Le soldat allemand et cette dame ont eu un fils, Hugo. Il s’appelait Hugo Schmalfuss mais il a porté le nom de sa mère, Chotard. Ce soldat qui était de Baden-Baden, est reparti cinq ou six ans après. Il était gentil pourtant. Il ne devait pas être heureux. Hugo, depuis, est allé à Baden-Baden, mais je crois qu’il n’a pas réussi à revoir son père. Sa mère a vécu un calvaire. Heureusement, la grand-mère d’Hugo aimait bien son petit-fils.
Hugo doit être en Bretagne maintenant, mais j’ai perdu son numéro de téléphone. Je n’ai jamais parlé de tout ça à quelqu’un.

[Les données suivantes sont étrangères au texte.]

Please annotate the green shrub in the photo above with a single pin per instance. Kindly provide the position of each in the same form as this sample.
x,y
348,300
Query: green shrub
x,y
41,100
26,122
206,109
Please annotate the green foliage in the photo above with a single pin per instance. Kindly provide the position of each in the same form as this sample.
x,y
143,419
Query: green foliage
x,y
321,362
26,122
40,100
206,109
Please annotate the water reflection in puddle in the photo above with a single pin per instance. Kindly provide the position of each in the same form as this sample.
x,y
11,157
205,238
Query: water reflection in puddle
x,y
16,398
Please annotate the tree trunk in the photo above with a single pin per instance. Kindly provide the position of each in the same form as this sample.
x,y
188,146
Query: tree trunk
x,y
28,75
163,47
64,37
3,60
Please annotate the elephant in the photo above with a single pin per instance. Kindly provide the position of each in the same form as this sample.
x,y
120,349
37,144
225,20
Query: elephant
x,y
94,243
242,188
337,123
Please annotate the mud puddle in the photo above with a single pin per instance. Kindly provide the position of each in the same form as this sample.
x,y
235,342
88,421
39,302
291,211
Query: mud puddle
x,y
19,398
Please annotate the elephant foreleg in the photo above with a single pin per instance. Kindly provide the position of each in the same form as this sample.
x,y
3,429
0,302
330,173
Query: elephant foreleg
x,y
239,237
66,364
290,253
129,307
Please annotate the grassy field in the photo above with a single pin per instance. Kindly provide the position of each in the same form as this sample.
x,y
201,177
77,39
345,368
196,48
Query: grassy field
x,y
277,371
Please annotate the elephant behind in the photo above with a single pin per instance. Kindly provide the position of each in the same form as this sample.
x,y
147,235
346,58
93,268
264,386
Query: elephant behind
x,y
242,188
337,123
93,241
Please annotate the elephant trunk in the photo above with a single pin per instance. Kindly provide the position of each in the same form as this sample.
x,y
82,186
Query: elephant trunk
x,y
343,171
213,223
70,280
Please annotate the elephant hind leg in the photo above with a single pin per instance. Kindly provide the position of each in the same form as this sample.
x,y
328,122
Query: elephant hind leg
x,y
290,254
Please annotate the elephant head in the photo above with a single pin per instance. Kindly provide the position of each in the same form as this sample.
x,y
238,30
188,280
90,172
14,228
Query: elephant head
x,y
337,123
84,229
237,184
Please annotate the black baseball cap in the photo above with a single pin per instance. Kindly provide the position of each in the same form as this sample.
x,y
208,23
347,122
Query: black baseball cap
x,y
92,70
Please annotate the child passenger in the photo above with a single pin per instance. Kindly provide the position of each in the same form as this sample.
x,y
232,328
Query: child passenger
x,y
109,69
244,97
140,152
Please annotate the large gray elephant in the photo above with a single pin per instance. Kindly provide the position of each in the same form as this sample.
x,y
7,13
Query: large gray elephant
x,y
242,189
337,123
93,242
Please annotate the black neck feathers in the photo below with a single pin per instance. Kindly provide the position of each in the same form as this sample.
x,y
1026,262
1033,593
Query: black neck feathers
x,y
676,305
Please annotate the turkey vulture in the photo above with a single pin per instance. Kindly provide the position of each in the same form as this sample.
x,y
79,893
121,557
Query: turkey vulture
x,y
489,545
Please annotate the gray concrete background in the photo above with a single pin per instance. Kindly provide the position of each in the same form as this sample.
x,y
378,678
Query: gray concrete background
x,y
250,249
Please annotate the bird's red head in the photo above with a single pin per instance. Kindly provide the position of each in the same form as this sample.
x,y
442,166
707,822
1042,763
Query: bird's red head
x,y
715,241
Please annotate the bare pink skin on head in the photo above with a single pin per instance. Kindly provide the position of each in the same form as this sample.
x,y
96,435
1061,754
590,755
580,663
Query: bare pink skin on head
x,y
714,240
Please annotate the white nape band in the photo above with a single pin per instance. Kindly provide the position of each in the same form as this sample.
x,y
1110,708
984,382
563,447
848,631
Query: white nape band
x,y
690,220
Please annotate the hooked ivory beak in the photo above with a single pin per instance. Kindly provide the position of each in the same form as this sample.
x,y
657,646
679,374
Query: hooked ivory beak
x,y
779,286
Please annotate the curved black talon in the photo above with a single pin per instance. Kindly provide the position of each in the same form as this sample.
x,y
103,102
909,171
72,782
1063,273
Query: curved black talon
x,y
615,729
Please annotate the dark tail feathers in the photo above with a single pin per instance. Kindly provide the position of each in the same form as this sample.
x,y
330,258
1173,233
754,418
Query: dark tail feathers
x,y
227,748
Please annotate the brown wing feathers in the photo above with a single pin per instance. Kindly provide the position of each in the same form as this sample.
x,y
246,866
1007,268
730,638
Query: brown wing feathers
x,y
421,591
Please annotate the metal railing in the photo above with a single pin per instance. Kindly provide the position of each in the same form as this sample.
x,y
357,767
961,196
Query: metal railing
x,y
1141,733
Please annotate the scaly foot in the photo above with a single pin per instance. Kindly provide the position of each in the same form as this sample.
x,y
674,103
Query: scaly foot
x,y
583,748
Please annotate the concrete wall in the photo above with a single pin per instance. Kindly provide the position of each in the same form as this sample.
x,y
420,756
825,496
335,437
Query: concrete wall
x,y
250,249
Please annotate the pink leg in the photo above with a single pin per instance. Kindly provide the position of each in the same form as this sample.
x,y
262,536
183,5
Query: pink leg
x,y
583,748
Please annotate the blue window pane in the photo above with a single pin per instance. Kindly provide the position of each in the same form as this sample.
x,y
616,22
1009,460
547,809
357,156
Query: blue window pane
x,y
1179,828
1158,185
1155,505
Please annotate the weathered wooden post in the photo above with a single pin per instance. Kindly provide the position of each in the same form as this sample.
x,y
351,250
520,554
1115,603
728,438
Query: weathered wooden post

Alice Bosquin, née le 6 septembre 1929, résidence des Roses de France à Courseulles
«J’ai toujours les mains sales»
Ma maman a été tuée à la guerre. Un obus est passé et lui a coupé la tête. On n’a pas eu le temps de voir ce qui se passait. Depuis, j’ai toujours les mains sales. J’ai ramassé sa tête dans mes mains. Mes mains étaient pleines de sang. Et depuis, j’ai toujours les mains sales. C’est tout.
J’ai toujours ce souvenir dans ma tête : un cri «Ah !» et c’est tout. Elle n’a pas souffert. J’allais toujours sur sa tombe mais je ne peux plus marcher… Je regarde mes mains et je me demande «Pourquoi ça ?».
J’ai été placée dans une famille avec d’autres enfants de l’Assistance Publique. C’étaient mes frères de cœur. J’ai été placée chez les Blondel. Je me souviens bien que la dame était méchante avec moi.
Pour moi, c’est très important les commémorations. Mais, c’est beaucoup de peine parce que je pense toujours à ma maman.
J’ai été aide-soignante. Souvent de nuit. J’ai toujours travaillé. J’ai eu deux enfants. Simone qui est à Courseulles et Patrick qui était gendarme. Je ne voulais pas qu’il soit gendarme, mais depuis tout petit, il le voulait.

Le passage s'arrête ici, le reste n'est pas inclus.